The Bull Calf

Reviews of Fiction, Poetry, and Literary Criticism

Nakomowin’sa for the Seasons by Rita Bouvier

Reviewed by David R. Pitt


Rita Bouvier


Nakomowin’sa for the Seasons. Thistledown Press, 2015.


79 pp. 


$17.95

Rita Bouvier will immediately strike the reader as an excellent poet in Nakamowin’sa for the Seasons, her third collection of poetry. Although she discusses the feeling of being “tongue tied / by the English language” (67), she has nevertheless mastered much of its inner music. Bouvier’s verse is full and rich, but never extravagant: her voice may be voluptuous but her words and ideas are grounded and straight from the earth. She attempts a lot with this varied collection, from personal subjects like sanctifying treasured family memories, to more national topics like creating nostalgic elegies about Canadian history.


Bouvier is an accomplished social justice advocate for Indigenous peoples, and her Métis identity informs many of these poems. The title translates to “wordsongs for the seasons” and foreshadows how the reader will often find gems of Cree encrusted in these English poems. Bouvier supplies a suitable glossary that makes this text accessible and even classroom-friendly, especially considering the lack of explicit material, even in the erotic poem “thank god for waiters”. However, this does not detract from the poem, which features the velvety lines:


She licks her lips before she takes a long sip,


not wanting, ever

to finish that earthy, supple glass of wine. (32)


This poem is gratifyingly simple, subtle, and sensuous—a winning combination for effective verse. These three characteristics are common in this collection and lend her poetry simultaneous beauty and directness. Bouvier acheives this delicate balance sometimes through her use of the Cree language: “all she can do is hold on tight, / in case osimisa wander out / into the night” (49), condensing the clunky English phrase ‘her younger siblings’ into one elegant word, osimisa. There is a clear advantage in using two languages to enrich the musicality of these poems, as doing so gives her more options to optimally distribute beats and stresses to achieve an uncommonly rhythmic quality. The poem “the map of my heart” exemplifies this dynamic as a poem about the European tradition of defining knowledge of a land through drawn maps and written names, both referred to as types of ‘claims’—which of course evokes European-style land-claims. The Indigenous speaker points out the shortcomings of this paper knowledge as “without body without spirit” (68), emphasizing its inherent incompleteness with a gap in the text. A more holistic map, the speaker says, “lies in the languages” and “the memories of the people, / the soft rhythms of their knowing” (68) of the peoples who have occupied those lands for thousands of years. The poem alights into a song of side-by-side Cree phrases and English translations, as the speaker shares the tangible joy of their native tongue with readers who are not already familiar with it. It is a poem that proves what it claims.

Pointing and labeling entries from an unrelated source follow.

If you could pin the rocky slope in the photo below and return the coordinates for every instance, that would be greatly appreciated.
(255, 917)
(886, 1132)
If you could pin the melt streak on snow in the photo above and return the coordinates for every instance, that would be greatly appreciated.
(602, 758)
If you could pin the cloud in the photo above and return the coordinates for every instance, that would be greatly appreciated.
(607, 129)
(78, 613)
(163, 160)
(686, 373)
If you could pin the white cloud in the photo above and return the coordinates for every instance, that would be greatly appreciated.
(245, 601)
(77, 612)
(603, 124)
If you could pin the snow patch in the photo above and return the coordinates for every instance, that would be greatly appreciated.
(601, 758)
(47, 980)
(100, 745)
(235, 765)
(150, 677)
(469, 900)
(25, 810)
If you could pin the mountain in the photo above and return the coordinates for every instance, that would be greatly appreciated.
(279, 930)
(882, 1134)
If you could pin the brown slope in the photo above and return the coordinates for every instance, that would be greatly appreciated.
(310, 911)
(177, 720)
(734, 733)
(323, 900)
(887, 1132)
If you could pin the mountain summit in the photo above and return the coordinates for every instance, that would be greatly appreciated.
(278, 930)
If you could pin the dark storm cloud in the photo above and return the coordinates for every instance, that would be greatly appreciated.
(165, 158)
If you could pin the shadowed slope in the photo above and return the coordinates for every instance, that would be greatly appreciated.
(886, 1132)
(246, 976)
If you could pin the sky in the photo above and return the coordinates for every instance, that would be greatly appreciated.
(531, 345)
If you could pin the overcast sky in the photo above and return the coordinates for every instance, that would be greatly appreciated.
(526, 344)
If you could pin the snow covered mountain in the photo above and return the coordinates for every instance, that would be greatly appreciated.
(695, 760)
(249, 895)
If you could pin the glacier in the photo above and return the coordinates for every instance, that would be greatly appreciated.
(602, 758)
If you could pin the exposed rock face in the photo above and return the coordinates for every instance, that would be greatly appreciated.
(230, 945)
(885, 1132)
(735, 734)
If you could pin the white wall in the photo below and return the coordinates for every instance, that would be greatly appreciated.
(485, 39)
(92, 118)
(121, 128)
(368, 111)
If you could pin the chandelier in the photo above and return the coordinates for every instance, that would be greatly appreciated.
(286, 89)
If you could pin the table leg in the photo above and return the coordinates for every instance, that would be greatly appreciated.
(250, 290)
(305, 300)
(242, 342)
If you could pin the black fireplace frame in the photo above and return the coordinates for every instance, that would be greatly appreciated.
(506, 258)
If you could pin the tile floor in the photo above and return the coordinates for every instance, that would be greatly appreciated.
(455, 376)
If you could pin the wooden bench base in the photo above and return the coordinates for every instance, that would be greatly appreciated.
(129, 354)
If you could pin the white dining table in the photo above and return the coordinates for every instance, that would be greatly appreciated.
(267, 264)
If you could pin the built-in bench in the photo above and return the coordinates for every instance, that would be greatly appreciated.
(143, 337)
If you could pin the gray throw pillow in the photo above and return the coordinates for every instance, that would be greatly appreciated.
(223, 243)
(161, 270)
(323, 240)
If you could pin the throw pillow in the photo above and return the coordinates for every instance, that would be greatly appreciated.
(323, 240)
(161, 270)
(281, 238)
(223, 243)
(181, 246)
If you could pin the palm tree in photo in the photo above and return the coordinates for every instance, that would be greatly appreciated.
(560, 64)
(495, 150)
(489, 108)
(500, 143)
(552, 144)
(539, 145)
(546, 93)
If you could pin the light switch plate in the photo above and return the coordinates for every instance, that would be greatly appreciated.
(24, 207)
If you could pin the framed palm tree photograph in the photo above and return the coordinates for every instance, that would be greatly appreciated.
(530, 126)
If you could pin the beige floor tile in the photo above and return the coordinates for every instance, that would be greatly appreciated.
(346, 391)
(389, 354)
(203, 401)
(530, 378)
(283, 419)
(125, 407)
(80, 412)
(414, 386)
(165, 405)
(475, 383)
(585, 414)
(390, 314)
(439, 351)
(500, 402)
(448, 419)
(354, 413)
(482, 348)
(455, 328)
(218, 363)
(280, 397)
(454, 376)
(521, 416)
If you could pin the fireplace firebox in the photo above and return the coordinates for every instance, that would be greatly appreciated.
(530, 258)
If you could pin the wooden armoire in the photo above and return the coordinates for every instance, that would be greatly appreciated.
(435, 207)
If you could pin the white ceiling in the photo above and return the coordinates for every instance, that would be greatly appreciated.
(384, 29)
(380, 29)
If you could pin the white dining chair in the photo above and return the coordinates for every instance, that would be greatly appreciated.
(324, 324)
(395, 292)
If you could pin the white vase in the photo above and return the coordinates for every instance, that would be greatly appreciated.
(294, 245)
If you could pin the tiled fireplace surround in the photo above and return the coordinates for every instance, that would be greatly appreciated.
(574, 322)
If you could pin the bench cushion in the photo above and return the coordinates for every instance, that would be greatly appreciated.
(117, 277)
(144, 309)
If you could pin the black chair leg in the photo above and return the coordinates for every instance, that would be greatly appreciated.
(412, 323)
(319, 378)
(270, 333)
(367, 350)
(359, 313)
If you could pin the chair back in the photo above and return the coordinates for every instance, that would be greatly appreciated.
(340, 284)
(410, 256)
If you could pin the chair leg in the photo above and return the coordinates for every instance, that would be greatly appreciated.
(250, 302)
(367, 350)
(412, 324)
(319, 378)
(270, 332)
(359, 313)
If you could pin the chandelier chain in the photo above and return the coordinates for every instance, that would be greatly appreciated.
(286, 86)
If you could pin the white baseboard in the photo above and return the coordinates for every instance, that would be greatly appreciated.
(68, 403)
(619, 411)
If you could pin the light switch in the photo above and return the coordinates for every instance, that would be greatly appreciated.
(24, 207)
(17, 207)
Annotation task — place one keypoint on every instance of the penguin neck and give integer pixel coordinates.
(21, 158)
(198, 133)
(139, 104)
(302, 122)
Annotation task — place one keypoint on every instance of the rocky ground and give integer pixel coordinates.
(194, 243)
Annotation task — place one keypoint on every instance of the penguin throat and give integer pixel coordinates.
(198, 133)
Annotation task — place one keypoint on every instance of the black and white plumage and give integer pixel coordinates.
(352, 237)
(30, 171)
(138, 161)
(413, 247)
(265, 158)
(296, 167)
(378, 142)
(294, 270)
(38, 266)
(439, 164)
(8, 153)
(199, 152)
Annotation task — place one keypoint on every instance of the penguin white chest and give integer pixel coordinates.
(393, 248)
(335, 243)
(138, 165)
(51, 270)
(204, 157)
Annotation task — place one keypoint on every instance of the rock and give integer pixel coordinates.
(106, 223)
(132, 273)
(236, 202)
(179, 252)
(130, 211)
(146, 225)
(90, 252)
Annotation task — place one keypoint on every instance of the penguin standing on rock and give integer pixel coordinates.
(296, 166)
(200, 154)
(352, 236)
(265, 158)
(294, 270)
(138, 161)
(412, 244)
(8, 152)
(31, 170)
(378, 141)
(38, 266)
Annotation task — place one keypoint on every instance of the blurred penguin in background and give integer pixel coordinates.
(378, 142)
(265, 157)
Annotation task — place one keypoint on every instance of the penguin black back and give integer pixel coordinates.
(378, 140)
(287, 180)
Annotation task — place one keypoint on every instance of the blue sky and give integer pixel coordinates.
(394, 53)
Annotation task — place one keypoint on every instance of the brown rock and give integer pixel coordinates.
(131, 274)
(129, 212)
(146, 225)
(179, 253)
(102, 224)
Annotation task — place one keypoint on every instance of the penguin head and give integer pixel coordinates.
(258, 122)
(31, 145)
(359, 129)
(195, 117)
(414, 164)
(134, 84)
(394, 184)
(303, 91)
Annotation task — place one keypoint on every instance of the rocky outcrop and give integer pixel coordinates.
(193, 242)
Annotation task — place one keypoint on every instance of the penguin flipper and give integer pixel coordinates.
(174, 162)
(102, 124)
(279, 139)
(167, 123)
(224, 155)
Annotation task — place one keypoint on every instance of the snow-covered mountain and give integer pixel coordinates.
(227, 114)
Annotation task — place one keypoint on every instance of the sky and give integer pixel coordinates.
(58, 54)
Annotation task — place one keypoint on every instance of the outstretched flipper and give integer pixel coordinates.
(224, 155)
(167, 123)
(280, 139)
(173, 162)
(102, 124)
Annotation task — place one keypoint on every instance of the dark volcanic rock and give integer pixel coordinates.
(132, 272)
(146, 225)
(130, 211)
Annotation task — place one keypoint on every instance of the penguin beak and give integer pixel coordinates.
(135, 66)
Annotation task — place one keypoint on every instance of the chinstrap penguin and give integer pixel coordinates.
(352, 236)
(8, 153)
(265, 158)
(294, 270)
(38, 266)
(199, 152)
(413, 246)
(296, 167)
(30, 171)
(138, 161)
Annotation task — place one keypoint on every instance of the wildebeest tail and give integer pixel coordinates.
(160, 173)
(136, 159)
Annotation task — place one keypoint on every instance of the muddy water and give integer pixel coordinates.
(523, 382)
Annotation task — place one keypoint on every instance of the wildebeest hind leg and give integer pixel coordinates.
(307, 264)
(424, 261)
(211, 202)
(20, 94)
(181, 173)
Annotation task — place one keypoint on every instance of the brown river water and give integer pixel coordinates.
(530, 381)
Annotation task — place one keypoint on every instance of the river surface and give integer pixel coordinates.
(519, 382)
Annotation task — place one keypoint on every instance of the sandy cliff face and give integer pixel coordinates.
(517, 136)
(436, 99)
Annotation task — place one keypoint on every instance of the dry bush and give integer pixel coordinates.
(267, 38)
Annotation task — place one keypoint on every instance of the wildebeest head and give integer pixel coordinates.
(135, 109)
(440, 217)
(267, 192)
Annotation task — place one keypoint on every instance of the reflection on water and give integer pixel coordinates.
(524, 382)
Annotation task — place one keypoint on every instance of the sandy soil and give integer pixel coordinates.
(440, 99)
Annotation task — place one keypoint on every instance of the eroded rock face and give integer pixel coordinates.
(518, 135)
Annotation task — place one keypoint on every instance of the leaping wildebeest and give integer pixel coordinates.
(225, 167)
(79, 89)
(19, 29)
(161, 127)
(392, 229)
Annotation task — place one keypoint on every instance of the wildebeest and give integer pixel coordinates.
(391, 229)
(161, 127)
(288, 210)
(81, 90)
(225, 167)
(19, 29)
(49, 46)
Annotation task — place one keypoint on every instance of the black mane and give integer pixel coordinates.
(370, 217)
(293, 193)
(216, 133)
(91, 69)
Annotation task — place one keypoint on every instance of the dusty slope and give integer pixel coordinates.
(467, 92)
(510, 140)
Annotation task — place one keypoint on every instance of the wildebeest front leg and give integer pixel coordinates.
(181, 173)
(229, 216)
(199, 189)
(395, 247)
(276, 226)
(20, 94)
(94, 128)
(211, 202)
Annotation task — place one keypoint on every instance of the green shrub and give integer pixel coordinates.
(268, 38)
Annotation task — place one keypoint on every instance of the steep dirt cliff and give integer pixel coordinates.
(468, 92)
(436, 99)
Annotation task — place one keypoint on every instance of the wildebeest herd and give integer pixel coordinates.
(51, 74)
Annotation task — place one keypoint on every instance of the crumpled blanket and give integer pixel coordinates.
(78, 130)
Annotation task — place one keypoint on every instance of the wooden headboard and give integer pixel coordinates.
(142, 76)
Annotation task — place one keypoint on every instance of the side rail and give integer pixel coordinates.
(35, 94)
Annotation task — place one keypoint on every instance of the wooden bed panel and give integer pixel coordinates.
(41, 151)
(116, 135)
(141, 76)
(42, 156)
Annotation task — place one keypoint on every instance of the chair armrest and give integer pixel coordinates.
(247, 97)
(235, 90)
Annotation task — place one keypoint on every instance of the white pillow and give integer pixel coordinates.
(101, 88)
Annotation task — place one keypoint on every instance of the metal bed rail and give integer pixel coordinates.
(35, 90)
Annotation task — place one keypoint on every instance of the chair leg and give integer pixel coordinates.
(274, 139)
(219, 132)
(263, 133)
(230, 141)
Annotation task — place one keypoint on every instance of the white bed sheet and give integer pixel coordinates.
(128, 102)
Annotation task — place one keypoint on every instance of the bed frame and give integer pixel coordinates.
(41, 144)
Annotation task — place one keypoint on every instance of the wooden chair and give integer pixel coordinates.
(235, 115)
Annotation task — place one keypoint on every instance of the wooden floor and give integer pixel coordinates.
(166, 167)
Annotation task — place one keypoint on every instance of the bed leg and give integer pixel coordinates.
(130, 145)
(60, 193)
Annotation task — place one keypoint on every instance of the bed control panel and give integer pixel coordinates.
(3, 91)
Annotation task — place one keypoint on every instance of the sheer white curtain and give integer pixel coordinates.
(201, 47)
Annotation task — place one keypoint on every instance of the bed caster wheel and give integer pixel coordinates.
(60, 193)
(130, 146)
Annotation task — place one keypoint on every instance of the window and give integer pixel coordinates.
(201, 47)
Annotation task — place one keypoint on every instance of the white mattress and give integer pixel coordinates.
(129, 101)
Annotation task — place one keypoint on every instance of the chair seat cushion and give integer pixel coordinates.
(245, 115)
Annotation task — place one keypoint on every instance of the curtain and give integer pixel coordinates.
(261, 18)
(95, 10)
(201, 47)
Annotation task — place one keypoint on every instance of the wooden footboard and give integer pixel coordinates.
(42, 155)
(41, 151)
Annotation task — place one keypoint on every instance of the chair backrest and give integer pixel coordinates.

In terms of the contemporary appeal of these poems, Bouvier touches on many current topics of interest to a general readership: cultural appropriation, residential schools, and colonialism. Bouvier’s approach to these issues is very focused on the emotional impact of the past on the surviving families. For instance, the poem “reconciliation—a found poem” is a carefully selected excerpt from a formal apology for residential schools from the Oblates of Mary Immaculate that articulates the hypocrisy of apologizing with an eye to the damage these schools did to the reputation of the Church rather than to the generations of emotional harm done to children separated from their families. Its sister poem, “truth,” seeks not apology but recognition and the space “to begin to describe / the indignity—the injury of separation— / of being pulled from a mother’s arms” (72). Bouvier’s powerful, often understated style in discussing the emotional toll of history is one of the chief strengths of this collection.


Some readers may shy away from poems so heavy with pain, but it is important to note that Bouvier’s outrage underscores what a pure source of happiness family can be. Poems such as “truth” build on the tenderness of numerous poems celebrating family memories, and the sweetest of these are the poems about raising a son: upon seeing their new child, the parents think of him, “small, / you were so small. disarmed, we fell in love.” (16). Poems such as “ten turned sixteen” and “catch me if you can” are simple, straightforward destriptions of domestic life, and are among the most memorable in this volume because of the pure joy they communicate. Bouvier conveys emotions and memories with both precision and power; therefore, Nakamowin’sa is a rich experience that both casual and academic readers can appreciate.


David R. Pitt was born in St. John’s, Newfoundland and currently lives in Montreal with his beautiful wife. He is an English MA student at McGill University, his main areas being Early Modern English literature and Milton studies.